Most researchers and medical professionals would say that “neurodivergence” is nothing more than a less clinical way of saying “autism”* or “adhd,” and perhaps they’re not wrong. People long thought of as being “different” have needed diagnoses in our culture. Sometimes in order to receive much-needed support services (in a society where there are gatekeepers to payment for said services), and partly to categorize differences, for, for instance, placement in school, often as a means of explaining behaviors that differ from the “norm.” I have to say, that the ah-ha moment of hearing what I “have,” or “how I am,” came with a welcome realization that, if there’s a name for it, I am not alone. When I saw that there are others who go through some of the exact frustrations, who have the same “abilities” as well as the same challenges, I felt a little more.. normal in my abnormality.
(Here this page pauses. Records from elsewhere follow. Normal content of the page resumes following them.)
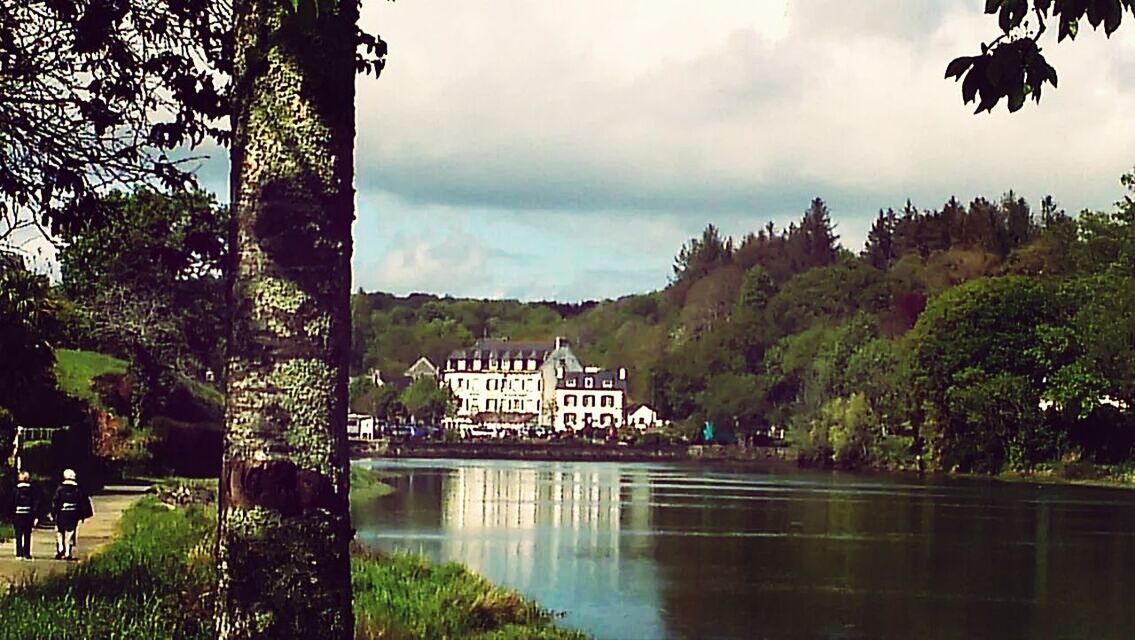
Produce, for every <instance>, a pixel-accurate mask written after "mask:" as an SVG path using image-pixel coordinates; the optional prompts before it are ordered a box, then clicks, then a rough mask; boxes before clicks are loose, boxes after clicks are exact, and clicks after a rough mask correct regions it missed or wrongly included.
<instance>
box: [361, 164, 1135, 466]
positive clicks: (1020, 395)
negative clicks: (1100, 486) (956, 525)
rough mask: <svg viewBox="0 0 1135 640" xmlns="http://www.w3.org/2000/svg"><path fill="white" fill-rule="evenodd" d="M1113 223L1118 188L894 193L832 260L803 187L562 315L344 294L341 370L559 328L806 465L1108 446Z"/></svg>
mask: <svg viewBox="0 0 1135 640" xmlns="http://www.w3.org/2000/svg"><path fill="white" fill-rule="evenodd" d="M1124 184H1125V186H1126V187H1127V188H1128V190H1130V188H1132V187H1133V184H1135V183H1133V178H1132V177H1130V176H1128V177H1125V178H1124ZM1133 222H1135V205H1133V204H1132V202H1130V197H1129V196H1128V197H1125V199H1124V200H1123V201H1121V202H1119V203H1118V205H1117V209H1116V211H1113V212H1090V211H1085V212H1083V213H1081V214H1079V216H1077V217H1071V216H1068V214H1067V213H1066V212H1063V211H1062V210H1060V209H1059V207H1058V205H1057V204H1056V203H1054V202H1053V201H1052V200H1051V199H1044V200H1042V201H1041V202H1040V205H1039V210H1034V208H1033V207H1032V205H1031V204H1029V203H1028V202H1026V201H1025V200H1024V199H1022V197H1019V196H1018V195H1016V194H1014V193H1012V192H1009V193H1008V194H1006V195H1004V196H1003V197H1001V199H997V200H987V199H983V197H977V199H974V200H972V201H970V202H968V203H967V204H964V203H962V202H961V201H959V200H958V199H951V200H949V201H947V202H945V203H943V204H942V207H940V208H936V209H918V208H916V207H915V205H914V204H913V203H910V202H907V203H906V204H905V205H903V207H901V208H899V209H884V210H881V211H880V212H878V216H877V217H876V219H875V221H874V225H873V226H872V229H871V233H869V235H868V237H867V242H866V244H865V246H864V249H863V251H861V252H860V253H859V254H852V253H851V252H849V251H847V250H846V249H844V247H842V246H841V245H840V244H839V243H838V241H839V236H838V235H836V233H835V229H834V226H833V224H832V222H831V213H830V212H829V210H827V207H826V204H825V203H824V202H823V201H822V200H818V199H817V200H815V201H813V202H812V203H810V205H809V207H808V208H807V210H806V211H805V212H804V214H802V216H801V218H800V219H799V220H798V221H796V222H793V224H790V225H789V226H788V227H785V228H776V227H775V226H774V225H772V224H770V225H767V226H765V227H764V228H760V229H757V230H755V231H753V233H750V234H747V235H745V236H743V237H741V238H740V241H734V239H733V238H730V237H726V236H724V235H723V234H722V233H721V230H720V229H718V228H717V227H715V226H713V225H709V226H707V227H706V229H705V230H704V233H703V234H700V235H699V236H697V237H693V238H691V239H690V241H689V242H688V243H686V244H684V245H683V246H682V247H680V250H679V252H678V255H676V258H675V261H674V269H673V273H672V276H671V283H670V285H669V286H667V287H666V288H665V289H664V290H662V292H656V293H653V294H646V295H632V296H627V297H623V298H620V300H616V301H606V302H603V303H599V304H595V305H585V306H582V308H572V309H566V310H563V309H556V308H553V306H552V305H548V304H547V303H519V302H514V301H512V302H510V301H470V300H452V298H436V297H432V296H424V295H415V296H410V297H407V298H395V297H393V296H388V295H386V294H362V293H360V294H356V295H355V296H354V298H353V304H354V312H355V327H354V331H355V334H354V346H353V367H354V368H355V372H356V373H358V372H362V371H364V370H367V369H369V368H371V367H378V368H380V369H382V370H384V371H387V370H389V371H390V372H393V373H394V374H401V372H402V371H403V370H404V369H405V368H406V367H409V365H410V364H411V363H412V362H413V361H414V360H417V357H418V356H419V355H422V354H426V355H428V356H430V359H431V360H434V362H435V363H440V362H442V359H444V356H445V355H446V354H447V352H448V351H451V350H453V348H457V347H461V346H468V345H470V344H472V342H473V340H474V339H477V338H478V337H482V336H493V337H501V336H507V337H511V338H513V339H552V337H554V336H556V335H563V336H567V337H569V338H571V339H572V340H573V348H575V351H577V352H578V353H579V354H580V355H581V357H583V360H585V361H587V362H588V363H589V364H596V365H599V367H607V368H614V367H628V368H629V369H630V394H631V399H632V402H644V403H649V404H653V405H654V406H655V407H656V409H658V410H659V412H661V413H662V414H663V415H664V416H666V418H669V419H671V420H675V421H678V422H680V423H686V424H689V426H690V427H691V432H692V431H693V428H696V427H697V426H699V424H701V422H704V421H706V420H709V421H713V422H714V423H715V424H716V426H717V427H718V429H726V430H728V429H735V430H737V431H739V432H740V435H742V436H743V435H748V433H756V432H766V431H767V430H768V429H770V428H775V430H777V431H779V430H780V429H784V430H785V431H787V432H788V436H789V439H790V440H791V441H792V443H793V444H795V445H797V446H798V448H799V450H800V452H801V455H802V456H804V457H805V458H806V460H809V461H812V462H815V463H819V464H839V465H846V466H856V465H889V464H914V461H915V460H916V456H920V457H922V460H923V462H924V463H926V464H931V465H938V466H940V468H943V469H958V470H975V471H991V472H992V471H999V470H1002V469H1006V468H1026V466H1031V465H1033V464H1036V463H1040V462H1045V461H1053V460H1088V461H1095V462H1118V461H1125V460H1128V458H1129V457H1130V456H1132V454H1133V452H1132V446H1133V444H1135V439H1133V438H1132V437H1130V436H1129V432H1130V431H1132V429H1133V428H1135V424H1133V423H1132V422H1130V414H1129V411H1128V409H1127V407H1128V406H1129V405H1130V403H1133V402H1135V388H1133V386H1135V353H1132V350H1133V348H1135V347H1133V345H1135V319H1133V318H1135V314H1133V312H1135V308H1133V305H1135V303H1132V302H1129V301H1132V300H1135V296H1133V294H1135V289H1133V288H1132V287H1133V279H1132V276H1133V273H1132V271H1130V264H1133V263H1135V230H1133V226H1132V225H1133ZM392 393H393V391H392Z"/></svg>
So, fellow neurodivergents, listen up: we’re atypical. We’re a minority (perhaps). We’re different from other people. They don’t get us, don’t understand us, think we’re weird. I feel sad for them. They don’t know what it is to be so connected to someone else – maybe even a complete stranger, maybe someone with whom you’re not even in physical contact, that they feel their pain. They don’t have the understanding of why someone feels as they do. They see only part of the picture – the good side, or the bad side, or the side with which they’re in agreement or disagreement. Their dreams are colorless and look like normal, every day life – or they don’t remember them at all. We are warm, open, juicy goofballs; or cool, quiet, solitary soothsayers (or both at the same time) who don’t fit in to many boxes. I blame the boxes, not us.
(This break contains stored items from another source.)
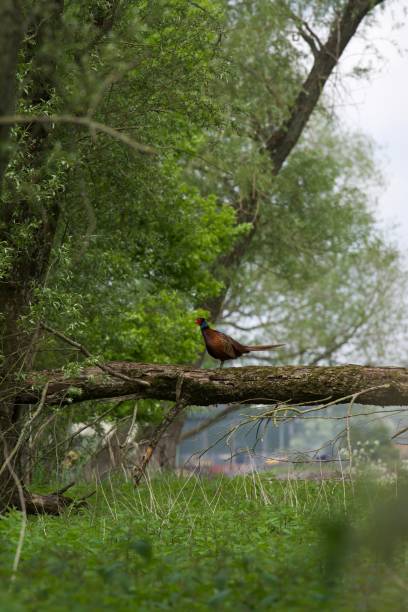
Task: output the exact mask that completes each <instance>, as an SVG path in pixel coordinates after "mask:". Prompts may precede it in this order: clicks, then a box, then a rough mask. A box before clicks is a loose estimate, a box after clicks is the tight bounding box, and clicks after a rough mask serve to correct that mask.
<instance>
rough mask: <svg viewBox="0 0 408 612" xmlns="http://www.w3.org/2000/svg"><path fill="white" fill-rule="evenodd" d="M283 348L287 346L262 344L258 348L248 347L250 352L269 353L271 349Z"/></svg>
mask: <svg viewBox="0 0 408 612" xmlns="http://www.w3.org/2000/svg"><path fill="white" fill-rule="evenodd" d="M281 346H285V345H284V344H261V345H258V346H246V347H245V348H247V349H248V350H249V351H267V350H269V349H275V348H280V347H281Z"/></svg>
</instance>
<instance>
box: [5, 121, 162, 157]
mask: <svg viewBox="0 0 408 612" xmlns="http://www.w3.org/2000/svg"><path fill="white" fill-rule="evenodd" d="M16 123H22V124H30V123H71V124H74V125H81V126H84V127H87V128H89V130H91V132H103V133H104V134H107V135H108V136H111V137H112V138H115V139H116V140H119V141H120V142H123V143H124V144H126V145H127V146H128V147H131V148H132V149H134V150H135V151H138V153H144V154H147V155H155V154H156V153H157V152H156V151H155V149H154V148H153V147H150V146H148V145H144V144H141V143H140V142H137V141H136V140H133V138H131V137H130V136H128V135H127V134H123V133H122V132H119V131H118V130H116V129H115V128H113V127H110V126H109V125H105V124H104V123H100V122H99V121H94V120H93V119H90V118H89V117H76V116H75V115H42V116H38V115H8V116H4V117H0V125H13V124H16Z"/></svg>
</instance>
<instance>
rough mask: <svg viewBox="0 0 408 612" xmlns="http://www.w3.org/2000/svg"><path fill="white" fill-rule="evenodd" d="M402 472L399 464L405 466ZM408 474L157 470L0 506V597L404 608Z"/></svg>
mask: <svg viewBox="0 0 408 612" xmlns="http://www.w3.org/2000/svg"><path fill="white" fill-rule="evenodd" d="M405 478H406V477H405ZM407 501H408V484H407V482H405V481H404V476H397V477H396V479H394V481H393V482H387V483H384V484H381V485H378V484H377V485H375V486H374V485H373V484H370V483H369V482H368V481H367V480H365V481H363V482H361V483H354V484H351V483H350V482H347V481H345V480H339V481H327V480H326V481H321V482H310V481H300V480H293V481H276V480H273V479H272V478H271V477H270V476H260V475H258V474H256V473H255V474H253V475H249V476H245V477H239V478H235V479H230V480H228V479H226V478H216V479H211V480H209V479H202V478H198V477H196V476H191V477H190V478H189V479H177V478H175V477H172V478H166V477H161V478H159V479H155V480H153V481H151V482H149V483H144V484H143V485H142V486H141V487H140V488H139V489H134V488H133V486H132V485H131V484H130V483H128V484H126V483H124V484H123V485H121V486H118V483H115V487H113V486H112V483H105V484H104V486H103V487H102V486H100V487H99V488H98V490H97V493H96V495H95V496H94V497H93V498H91V501H90V504H89V509H88V510H82V511H81V512H80V513H79V514H78V513H77V514H70V515H69V514H67V515H65V516H63V517H62V518H53V517H36V518H30V519H29V523H28V525H27V531H26V535H25V540H24V545H23V549H22V555H21V559H20V563H19V566H18V569H17V572H16V574H15V576H14V578H13V576H12V567H13V560H14V557H15V552H16V547H17V542H18V539H19V534H20V529H21V514H18V513H11V514H9V515H8V516H5V517H3V518H1V519H0V576H1V586H0V609H1V610H2V611H3V610H7V611H9V612H13V611H15V610H39V609H41V610H52V611H55V610H75V611H76V610H78V611H80V610H115V611H121V610H138V611H141V610H168V609H172V610H178V611H179V610H208V609H218V610H235V611H238V610H272V609H273V610H328V609H330V610H405V609H408V606H407V603H406V602H407V601H408V597H407V594H408V586H407V584H406V582H405V577H406V573H407V555H406V550H407V547H406V546H405V544H404V538H406V534H407V533H408V518H407V512H406V508H407V503H406V502H407Z"/></svg>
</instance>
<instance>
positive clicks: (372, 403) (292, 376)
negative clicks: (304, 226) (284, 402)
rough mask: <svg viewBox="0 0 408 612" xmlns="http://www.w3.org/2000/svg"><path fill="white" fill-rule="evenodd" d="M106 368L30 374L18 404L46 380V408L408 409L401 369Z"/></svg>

If you have been diagnosed with autism, adhd, neurodivergence or any of the labels that may make you feel “different,” or just get a lot of scrunched up faces pointed at you or whispers behind your back for thinking “differently” – rejoice! You aren’t just one of the herd – you stand out in a beautiful way. You are one of the people that bring color, excitement and laughter to the world. We have a lot to teach the normies. Vive la différence!
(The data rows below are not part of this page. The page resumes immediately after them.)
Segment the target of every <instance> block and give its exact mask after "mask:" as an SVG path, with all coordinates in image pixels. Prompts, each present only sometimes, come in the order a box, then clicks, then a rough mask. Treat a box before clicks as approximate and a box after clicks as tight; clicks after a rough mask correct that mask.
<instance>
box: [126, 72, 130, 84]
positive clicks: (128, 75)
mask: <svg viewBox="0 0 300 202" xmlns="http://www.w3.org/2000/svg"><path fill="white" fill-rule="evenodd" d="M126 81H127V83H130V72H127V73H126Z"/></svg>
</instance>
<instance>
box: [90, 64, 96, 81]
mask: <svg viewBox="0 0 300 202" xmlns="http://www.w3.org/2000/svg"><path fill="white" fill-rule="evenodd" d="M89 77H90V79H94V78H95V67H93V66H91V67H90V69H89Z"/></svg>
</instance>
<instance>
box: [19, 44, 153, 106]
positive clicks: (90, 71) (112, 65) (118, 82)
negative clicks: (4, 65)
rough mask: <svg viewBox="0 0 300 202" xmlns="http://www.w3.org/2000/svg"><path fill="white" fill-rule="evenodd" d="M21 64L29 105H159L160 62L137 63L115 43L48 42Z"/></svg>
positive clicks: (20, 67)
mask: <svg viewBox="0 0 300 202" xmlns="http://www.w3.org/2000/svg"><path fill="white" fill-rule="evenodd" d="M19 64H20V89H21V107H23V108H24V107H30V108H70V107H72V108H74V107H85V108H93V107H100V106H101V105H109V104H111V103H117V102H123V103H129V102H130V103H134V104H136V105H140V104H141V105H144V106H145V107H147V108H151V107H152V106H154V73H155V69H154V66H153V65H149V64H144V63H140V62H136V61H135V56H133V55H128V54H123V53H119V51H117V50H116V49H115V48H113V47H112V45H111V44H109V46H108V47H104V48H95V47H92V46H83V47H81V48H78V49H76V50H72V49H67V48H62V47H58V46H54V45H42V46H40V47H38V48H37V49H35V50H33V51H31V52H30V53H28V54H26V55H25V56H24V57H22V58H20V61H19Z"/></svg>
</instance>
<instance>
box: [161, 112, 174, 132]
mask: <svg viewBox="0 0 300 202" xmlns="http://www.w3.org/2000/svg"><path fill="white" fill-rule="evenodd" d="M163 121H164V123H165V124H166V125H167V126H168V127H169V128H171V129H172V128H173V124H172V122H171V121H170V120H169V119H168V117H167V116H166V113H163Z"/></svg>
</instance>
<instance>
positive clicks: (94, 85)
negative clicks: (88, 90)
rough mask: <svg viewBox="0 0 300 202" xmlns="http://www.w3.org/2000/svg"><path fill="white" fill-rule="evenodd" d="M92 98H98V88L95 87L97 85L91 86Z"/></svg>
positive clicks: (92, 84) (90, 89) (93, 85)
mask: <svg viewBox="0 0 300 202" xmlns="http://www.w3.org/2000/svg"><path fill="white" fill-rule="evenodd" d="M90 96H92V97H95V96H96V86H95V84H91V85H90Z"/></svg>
*True story, and stop me if you’ve heard this one before: One of the first dates I underwent after my divorce was with a guy who had a very strong Long Island accent. I knew pretty much from the instant we met that he was not for me (it had nothing to do with the accent), but I struggled through the rest of the date, which took place at a minor league hockey game (if you’re dating, please don’t make this mistake – hockey games take a long time). It was loud, and I welcomed the opportunity not to be forced to talk much to him. At one point, he leaned over and shouted into my ear (not being rude, just trying to be heard), “So, are you autistic?” I looked at him – “What..?!?,” thinking that he had taken my reticence to converse with him for awkwardness in a social situation. He yelled louder: “I said – are you AUTISTIC?” I turned to look, and what I was thinking must have been written on my face, because he quickly said: “You know, painting, sculpture, things like that?” “OHHH,” I said. “ARTISTIC! Yes, I am.” It’s become a running joke in my family ever since.